U.S. District Judge Richard Bennett in Baltimore said the shareholders’ securities fraud claims were “plausible,” after taking into account Under Armour’s $9 million civil settlement on May 3 with the Securities and Exchange Commission.
The SEC had found that the Baltimore-based company misled investors by not disclosing that significant portions of its revenue and revenue growth resulted from its having accelerated sales orders over six quarters in 2015 and 2016.
It said Under Armour “pulled forward” about $408 million of orders, a practice that raised “significant uncertainty” it could meet its future revenue guidance.
Bennett had dismissed the proposed shareholder class action in August 2019, before the SEC probe became known.

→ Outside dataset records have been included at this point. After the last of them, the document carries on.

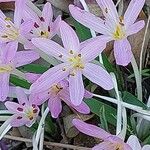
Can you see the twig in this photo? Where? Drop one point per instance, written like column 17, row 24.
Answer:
column 15, row 138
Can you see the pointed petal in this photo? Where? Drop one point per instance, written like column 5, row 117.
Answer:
column 21, row 96
column 47, row 13
column 25, row 57
column 98, row 75
column 32, row 77
column 9, row 51
column 51, row 48
column 12, row 107
column 123, row 54
column 26, row 27
column 109, row 10
column 50, row 77
column 55, row 106
column 18, row 14
column 136, row 27
column 69, row 37
column 93, row 48
column 89, row 20
column 90, row 130
column 76, row 88
column 4, row 86
column 134, row 142
column 133, row 11
column 55, row 26
column 146, row 147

But he said the SEC settlement “lends support” to the shareholders’ claims, citing allegations that Under Armour and top officials including then-Chief Executive Kevin Plank knew the sales practice could be misleading.
James Wareham and Jon Talotta, who are lawyers for Under Armour and Plank respectively, declined to comment.
Plank, who founded Under Armour in 1996, is now executive chairman.
Lawyers for the lead plaintiff, the Aberdeen City Council as Administrating Authority for the North East Scotland Pension Fund, did not immediately respond to requests for comment.
Under Armour did not admit or deny wrongdoing in settling with the SEC. Plank was not charged, and Under Armour said SEC staff confirmed it did not intend to recommend charges.
The case is In re Under Armour Securities Litigation, U.S. District Court, District of Maryland, No. 17-00388.